In this laboratory we will implement replication, load balancing and failover for PostgreSQL 14 database using Patroni project.
We will configure 3 PostgreSQL servers - a primary node and a two standby replica. We will also configure a HAproxy load balancer in front of PostgreSQL cluster. As a part of Patroni cluster we will set up etcd cluster with three nodes. We will do some basic operations on the cluster to verify the correctness of replication and high availability features.
Roles: etcd - store all metadata about PostgreSQL cluster, based on quorum, it makes decicion who is master. PostgreSQL - three nodes with streaming replication, one master and two slaves. HAProxy - load balancer and additional matrix layer to forward SQL queries to proper node. container - docker instance, example: demo-patroniX, demo-etcd baseOS - it's a Virtual Machine example: st10Xvm10X.rtb-lab.pl
Labolatory is based on docker environment. You just need to log into one of st10Xvm1[01-10].rtb-lab.pl VM and follow commands in bash.
To have easy access for prepared files, clone the labs repository and install packages.
git clone https://github.com/RTBHOUSE/mimuw-lab2024L.git
sudo apt install docker docker-compose postgresql-client
Execute the below steps.
Add PostgreSQL repository, key and update the packages list:
cd lab02/files
sudo docker-compose up -d
Please confirm that all containers are up and running.
sudo docker-compose ps
Output should be similar to
Name Command State Ports
-------------------------------------------------------------------------------------------------------------------------------------------
demo-etcd1 /bin/sh /entrypoint.sh etcd Up
demo-etcd2 /bin/sh /entrypoint.sh etcd Up
demo-etcd3 /bin/sh /entrypoint.sh etcd Up
demo-haproxy /bin/sh /entrypoint.sh haproxy Up 0.0.0.0:5000->5000/tcp,:::5000->5000/tcp, 0.0.0.0:5001->5001/tcp,:::5001->5001/tcp
demo-patroni1 /bin/sh /entrypoint.sh Up
demo-patroni2 /bin/sh /entrypoint.sh Up
demo-patroni3 /bin/sh /entrypoint.sh Up
If the Output is different please raise your hand.

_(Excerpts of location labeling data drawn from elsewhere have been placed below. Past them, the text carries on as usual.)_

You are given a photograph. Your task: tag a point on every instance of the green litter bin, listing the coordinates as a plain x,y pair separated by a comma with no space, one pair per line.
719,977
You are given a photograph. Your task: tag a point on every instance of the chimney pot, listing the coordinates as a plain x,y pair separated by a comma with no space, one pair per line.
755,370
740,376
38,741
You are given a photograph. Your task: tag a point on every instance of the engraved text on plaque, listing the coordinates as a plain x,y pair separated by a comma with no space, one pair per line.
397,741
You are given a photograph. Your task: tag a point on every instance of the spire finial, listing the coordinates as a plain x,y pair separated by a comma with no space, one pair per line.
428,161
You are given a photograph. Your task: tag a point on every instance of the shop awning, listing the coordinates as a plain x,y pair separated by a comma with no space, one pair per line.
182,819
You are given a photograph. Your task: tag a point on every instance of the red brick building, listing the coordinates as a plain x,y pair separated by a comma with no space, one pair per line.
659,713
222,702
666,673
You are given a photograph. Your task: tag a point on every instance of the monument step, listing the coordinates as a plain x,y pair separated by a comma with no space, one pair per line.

On one of the patroni containers, demo-patroniX check cluster status.
sudo docker exec -ti demo-patroni1 bash
postgres@patroni1:~$ patronictl list
Who is leader/master ?
Now let's check patroni configuration
postgres@patroni1:~$ patronictl show-config
Before we you run next command please one again check who is leader.
Imagine that current master needs to be shutdown for some maintenance reason. We need to use switchover command and delegate one of replica as new master. Keep in mind that we are still in the same container demo-patroniX.
patronictl failover
Patroni will ask you about new master. Example:
postgres@patroni1:~$ patronictl failover
Candidate ['patroni1', 'patroni3'] []: patroni1
Current cluster topology
+---------+----------+------------+--------+---------+----+-----------+
| Cluster | Member | Host | Role | State | TL | Lag in MB |
+---------+----------+------------+--------+---------+----+-----------+
| demo | patroni1 | 172.21.0.4 | | running | 2 | 0 |
| demo | patroni2 | 172.21.0.6 | Leader | running | 2 | 0 |
| demo | patroni3 | 172.21.0.2 | | running | 2 | 0 |
+---------+----------+------------+--------+---------+----+-----------+
Are you sure you want to failover cluster demo, demoting current master patroni2? [y/N]: y
2022-10-13 09:21:50.18813 Successfully failed over to "patroni1"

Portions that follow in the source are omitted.